H.M. - André Barsacq est une figure incontournable de la Butte comme Marcel Aymé et leur souvenir est encore vivant à Montmartre.

S.B. - Cocteau disait qu’un académicien, c’est un écrivain qui se transforme en fauteuil après sa mort. De même, Marcel Aymé a une place à l’endroit au vivait, comme André Barsacq a une rue qui porte son nom, où il habitait et où il recevait Marcel Aymé pour déjeuner avec ses enfants. La topographie du quartier fait exister à quelques mètres d’intervalle une rue Seveste, une place Dullin, etc. : - tous ceux qui ont fait du Théâtre de l’Atelier une référence mondiale. Evidemment, le quartier a changé. Mais si on prend un film comme Amélie Poulain n’est-il pas évident qu’il est un hommage à Marcel Aymé ? Je me souviens encore du fou rire qui nous avait pris lorsque ma grand-mère avait reçu une lettre rédigée ainsi : « Madame André Barsacq, Rue Saint André Barsacq ». C’était aussi cocasse que dans une nouvelle de Marcel Aymé.

 

H.M. - Gardez-vous des souvenirs en particulier de Marcel Aymé ?

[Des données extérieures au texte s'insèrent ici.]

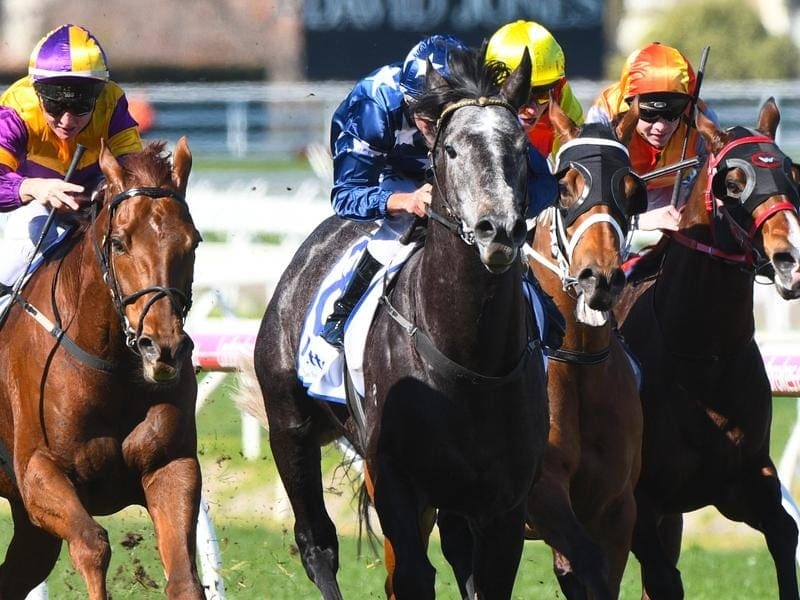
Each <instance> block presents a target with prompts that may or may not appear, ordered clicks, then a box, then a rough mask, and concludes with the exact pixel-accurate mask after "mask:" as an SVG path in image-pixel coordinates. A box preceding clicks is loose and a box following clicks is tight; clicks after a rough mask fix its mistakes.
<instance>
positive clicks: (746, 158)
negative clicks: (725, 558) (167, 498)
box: [618, 99, 800, 600]
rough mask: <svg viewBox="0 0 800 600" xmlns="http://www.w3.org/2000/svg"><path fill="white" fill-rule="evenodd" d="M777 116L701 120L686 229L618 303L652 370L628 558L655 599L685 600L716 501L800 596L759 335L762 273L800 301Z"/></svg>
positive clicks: (799, 264) (791, 297)
mask: <svg viewBox="0 0 800 600" xmlns="http://www.w3.org/2000/svg"><path fill="white" fill-rule="evenodd" d="M779 119H780V115H779V113H778V109H777V106H776V105H775V102H774V101H773V100H772V99H769V100H768V101H767V102H765V104H764V105H763V106H762V108H761V112H760V115H759V120H758V126H757V130H756V131H753V130H750V129H746V128H744V127H735V128H732V129H729V130H727V131H720V130H718V129H717V127H715V126H714V124H713V123H711V122H710V121H709V120H708V119H706V118H704V117H703V116H702V115H700V116H699V117H698V129H699V131H700V133H701V135H702V137H703V139H704V140H705V143H706V146H707V148H708V151H709V153H710V156H709V158H708V160H707V161H706V164H705V166H704V168H702V169H701V170H700V173H699V175H698V177H697V180H696V183H695V186H694V189H693V191H692V193H691V195H690V197H689V199H688V201H687V204H686V206H685V208H684V210H683V214H682V217H681V224H680V230H679V231H678V232H676V233H674V234H672V235H671V236H670V239H669V242H668V244H667V245H666V250H665V252H664V253H663V255H661V256H660V257H659V258H660V261H661V262H660V273H659V275H658V277H657V279H655V281H652V280H650V281H646V282H644V283H636V282H635V280H634V281H633V282H632V285H629V289H628V290H626V292H625V298H624V299H623V300H622V301H621V302H620V304H619V305H618V316H619V318H620V322H622V324H623V327H622V331H623V333H624V335H625V338H626V340H627V341H628V342H629V343H630V345H631V347H632V348H633V350H634V352H635V354H636V355H637V357H638V358H639V359H640V360H641V362H642V367H643V375H644V379H643V387H642V403H643V411H644V442H643V455H642V473H641V478H640V481H639V485H638V487H637V489H636V500H637V509H638V516H637V521H636V527H635V530H634V540H633V552H634V553H635V555H636V557H637V558H638V560H639V562H640V563H641V568H642V578H643V585H644V590H645V595H646V596H647V597H650V598H654V599H656V598H658V599H661V598H670V599H672V598H682V597H683V586H682V583H681V579H680V573H679V572H678V570H677V568H676V565H677V563H678V557H679V554H680V545H681V536H682V526H683V513H684V512H688V511H693V510H695V509H698V508H700V507H703V506H708V505H711V506H715V507H716V508H717V509H719V511H720V512H721V513H722V514H723V515H725V516H726V517H728V518H729V519H732V520H735V521H742V522H745V523H747V524H748V525H750V526H751V527H753V528H755V529H757V530H759V531H761V532H762V533H763V534H764V537H765V539H766V542H767V547H768V548H769V551H770V553H771V555H772V558H773V560H774V562H775V567H776V570H777V578H778V589H779V597H780V598H781V599H782V600H789V599H796V598H798V589H797V576H796V572H795V571H796V567H795V559H794V552H795V547H796V545H797V526H796V525H795V522H794V521H793V520H792V518H791V517H790V516H789V515H788V514H787V513H786V511H785V510H784V509H783V507H782V506H781V490H780V482H779V481H778V476H777V473H776V469H775V465H774V464H773V462H772V459H771V458H770V456H769V441H770V425H771V421H772V397H771V393H770V384H769V381H768V379H767V375H766V373H765V370H764V365H763V362H762V359H761V355H760V353H759V350H758V346H757V345H756V342H755V341H754V339H753V334H754V318H753V282H754V277H755V274H756V273H759V272H760V273H762V274H766V275H769V276H771V277H772V278H773V280H774V283H775V288H776V290H777V291H778V293H779V295H780V296H781V297H783V298H785V299H790V298H797V297H800V247H798V243H799V240H800V220H799V219H798V215H797V191H796V188H795V186H794V183H793V181H792V171H791V161H790V160H789V159H788V158H787V157H786V156H785V155H784V154H783V153H782V152H781V151H780V150H779V149H778V148H777V146H775V144H774V142H773V139H774V135H775V130H776V128H777V126H778V121H779Z"/></svg>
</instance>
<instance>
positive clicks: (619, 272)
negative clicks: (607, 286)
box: [611, 269, 627, 289]
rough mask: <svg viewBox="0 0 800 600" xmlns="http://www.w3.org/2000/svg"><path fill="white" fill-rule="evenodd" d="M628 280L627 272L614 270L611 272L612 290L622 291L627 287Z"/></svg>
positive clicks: (624, 271) (620, 269)
mask: <svg viewBox="0 0 800 600" xmlns="http://www.w3.org/2000/svg"><path fill="white" fill-rule="evenodd" d="M626 281H627V278H626V277H625V271H623V270H622V269H614V270H613V271H612V272H611V287H612V289H622V288H623V287H625V283H626Z"/></svg>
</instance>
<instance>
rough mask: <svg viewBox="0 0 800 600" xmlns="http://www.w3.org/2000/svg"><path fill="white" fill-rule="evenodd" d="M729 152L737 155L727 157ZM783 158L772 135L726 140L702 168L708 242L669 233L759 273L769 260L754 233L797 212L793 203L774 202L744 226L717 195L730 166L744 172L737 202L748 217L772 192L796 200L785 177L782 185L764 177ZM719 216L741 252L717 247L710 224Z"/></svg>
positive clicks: (795, 206) (771, 170)
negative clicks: (768, 259)
mask: <svg viewBox="0 0 800 600" xmlns="http://www.w3.org/2000/svg"><path fill="white" fill-rule="evenodd" d="M744 148H748V150H747V151H746V152H742V149H744ZM732 153H734V154H737V155H741V156H729V155H730V154H732ZM765 153H770V160H765V159H764V154H765ZM785 158H786V157H785V155H784V154H783V153H782V152H781V151H780V149H779V148H778V147H777V146H776V145H775V142H774V141H773V140H772V138H769V137H767V136H764V135H747V136H745V137H741V138H737V139H734V140H732V141H730V142H728V143H727V144H726V145H725V146H724V147H723V148H722V149H721V150H720V151H719V152H718V153H717V154H716V155H714V154H711V155H709V158H708V164H707V167H706V174H707V181H706V189H705V191H704V198H705V208H706V212H707V213H708V215H709V222H710V224H711V235H712V239H713V243H712V245H708V244H703V243H702V242H700V241H698V240H695V239H692V238H689V237H688V236H686V235H684V234H683V233H681V232H679V231H675V232H672V233H670V236H671V237H672V238H673V239H674V240H675V241H676V242H678V243H680V244H681V245H683V246H686V247H688V248H691V249H693V250H696V251H698V252H701V253H703V254H706V255H708V256H710V257H712V258H716V259H720V260H723V261H725V262H729V263H734V264H740V265H743V266H745V267H747V268H749V269H751V270H755V271H756V272H759V271H760V270H761V269H763V268H764V267H765V266H766V265H767V264H768V263H769V260H768V259H767V258H766V257H765V256H762V254H761V253H760V252H759V251H758V249H757V248H756V247H755V245H754V244H753V239H754V237H755V235H756V234H757V233H758V231H759V230H760V228H761V226H762V225H763V224H764V222H765V221H766V220H767V219H768V218H769V217H771V216H772V215H774V214H776V213H778V212H781V211H784V210H788V211H792V212H794V213H797V206H796V204H793V203H792V202H790V201H787V200H781V201H780V202H776V203H775V204H774V205H772V206H770V207H769V208H768V209H766V210H764V211H763V213H762V214H760V215H759V216H758V218H753V222H752V223H751V224H750V226H749V227H745V226H743V225H742V224H741V223H739V222H738V221H737V220H736V218H735V217H734V216H733V215H731V213H730V211H729V210H728V208H727V206H726V204H725V203H724V202H722V200H721V199H720V198H719V196H720V194H721V191H720V190H721V189H722V184H723V183H724V178H725V174H726V173H727V171H728V170H730V169H732V168H741V169H742V170H743V171H744V172H745V175H746V185H745V189H744V191H743V192H742V196H741V199H740V200H739V201H738V203H739V205H740V206H741V207H743V208H744V209H745V210H746V212H747V214H749V215H751V216H752V214H753V212H754V211H755V209H756V208H757V207H758V206H760V205H761V204H763V203H764V202H766V200H767V199H768V198H769V197H770V196H772V195H787V196H789V197H790V198H794V199H795V200H796V199H797V192H796V191H795V190H794V187H793V186H792V184H791V182H790V181H788V179H787V181H786V185H783V183H782V182H781V181H780V179H779V178H778V179H776V178H775V177H767V174H769V173H768V172H769V171H774V170H775V169H776V168H779V167H781V166H782V163H781V162H776V161H780V160H781V159H785ZM759 175H761V177H759ZM719 217H721V218H722V219H724V221H725V223H726V225H727V226H728V230H729V232H730V234H731V235H732V237H733V239H734V241H735V242H736V244H737V245H738V246H739V248H740V249H741V252H737V253H733V252H726V251H724V250H722V249H721V248H720V247H719V243H718V240H717V235H716V230H715V227H714V225H715V223H717V222H718V221H719Z"/></svg>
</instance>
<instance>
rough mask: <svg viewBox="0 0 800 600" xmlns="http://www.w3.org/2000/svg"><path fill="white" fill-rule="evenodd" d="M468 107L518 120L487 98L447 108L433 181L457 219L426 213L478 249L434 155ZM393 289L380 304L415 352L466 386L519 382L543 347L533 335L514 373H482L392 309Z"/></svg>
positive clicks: (521, 353) (432, 158)
mask: <svg viewBox="0 0 800 600" xmlns="http://www.w3.org/2000/svg"><path fill="white" fill-rule="evenodd" d="M466 106H479V107H487V106H502V107H503V108H506V109H508V110H509V111H510V112H511V113H512V114H513V115H514V118H515V119H516V117H517V110H516V109H515V108H514V107H513V106H512V105H511V104H509V103H508V102H506V101H505V100H503V99H501V98H486V97H484V96H481V97H480V98H477V99H474V98H467V99H464V100H461V101H459V102H455V103H454V104H451V105H450V106H448V107H446V108H445V109H444V110H443V111H442V114H441V115H440V116H439V119H438V120H437V122H436V137H435V139H434V143H433V145H432V146H431V152H430V156H431V165H432V171H433V180H434V185H435V187H436V189H437V191H438V192H439V197H440V198H441V199H442V202H443V203H444V205H445V208H446V210H447V212H448V214H449V215H450V216H451V217H453V219H449V218H447V217H446V216H444V215H442V214H440V213H438V212H436V211H434V210H433V209H432V208H430V207H429V208H428V209H427V210H426V212H427V214H428V216H429V217H430V218H431V219H433V220H434V221H435V222H437V223H439V224H441V225H443V226H444V227H445V228H446V229H447V230H448V231H450V232H451V233H454V234H456V235H458V236H459V237H460V238H461V239H462V240H463V241H464V242H465V243H466V244H467V245H468V246H474V245H475V232H474V230H472V229H471V228H469V227H467V226H466V225H465V224H464V221H463V219H461V218H460V217H459V216H458V214H457V212H456V211H455V210H454V209H453V207H452V205H451V204H450V203H449V202H448V201H447V195H446V194H445V193H444V191H443V189H442V187H441V185H440V183H439V178H438V176H437V172H436V167H435V164H436V163H435V160H434V155H435V153H436V150H437V148H438V145H439V140H440V137H441V132H442V130H443V129H444V127H445V126H446V124H447V123H448V122H449V118H450V116H452V114H453V113H454V112H455V111H456V110H458V109H459V108H464V107H466ZM390 289H391V288H389V287H388V286H386V285H384V290H383V293H382V295H381V298H380V302H381V303H382V304H383V305H384V306H385V307H386V312H387V314H388V315H389V316H390V317H391V318H392V319H394V321H395V322H396V323H397V324H398V325H400V327H401V328H402V329H403V331H405V332H406V334H407V335H408V336H409V337H410V338H411V339H412V341H413V345H414V348H415V350H416V351H417V354H418V355H419V356H420V358H422V359H423V360H424V361H425V362H427V363H428V365H429V366H430V368H431V369H432V370H434V371H437V372H439V373H441V374H442V375H444V376H445V377H448V378H452V379H455V380H460V381H463V382H464V383H468V384H470V385H474V386H478V387H497V386H501V385H505V384H507V383H510V382H512V381H514V380H516V379H518V378H519V377H520V376H521V375H522V373H523V371H524V369H525V366H526V364H527V362H528V360H529V358H530V356H531V355H532V354H533V352H534V350H535V349H536V348H539V349H541V343H540V342H539V340H538V339H536V338H535V337H534V336H531V335H530V331H529V332H528V342H527V344H526V345H525V348H524V349H523V351H522V353H521V355H520V357H519V360H518V361H517V364H516V365H515V366H514V368H513V369H511V371H509V372H508V373H507V374H505V375H502V376H491V375H484V374H482V373H478V372H476V371H473V370H471V369H468V368H467V367H465V366H463V365H460V364H458V363H457V362H455V361H454V360H452V359H450V358H448V357H447V356H445V355H444V354H443V353H442V351H441V350H439V349H438V348H437V347H436V344H434V343H433V341H432V340H431V339H430V337H429V336H428V335H427V334H426V333H425V332H424V331H421V330H420V329H419V327H417V326H416V325H415V324H414V323H412V322H411V321H410V320H408V319H406V318H405V317H404V316H403V315H402V314H401V313H400V311H399V310H397V308H395V307H394V305H392V303H391V300H390V299H389V293H390Z"/></svg>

S.B. - Je n’étais pas né à sa mort en 1967. En revanche, j’ai très bien connu sa veuve, Marie-Antoinette. Je me souviens du jour de l’inauguration de la statue du Passe-Muraille en 1989. On aurait pu croire que la main de Marcel Aymé allait s’abattre sur Alain Juppé ! Je me souviens également de la main de Jean Marais qui s’était posée sur mon épaule avec une franchise virile qui m’avait impressionné. A dire les choses, Jean Marais n’était pas proche de Marcel Aymé, mais il était comme le témoin vivant de toute cette époque, faite d’insolence, de panache, d’une certaine folie aussi. Pour ma part, si je n’ai pas connu Marcel Aymé, c’est ma mère qui a veillé son corps la nuit où il est mort. Ils étaient quatre : Marie-Antoinette, ma mère, mon oncle Michel et Antoine Blondin. Encore aujourd’hui, ma mère raconte que ce fut l’un des moments les plus éprouvants qu’elle ait eu à vivre. Antoine Blondin, ivre, n’a cessé de pleurer toute la nuit.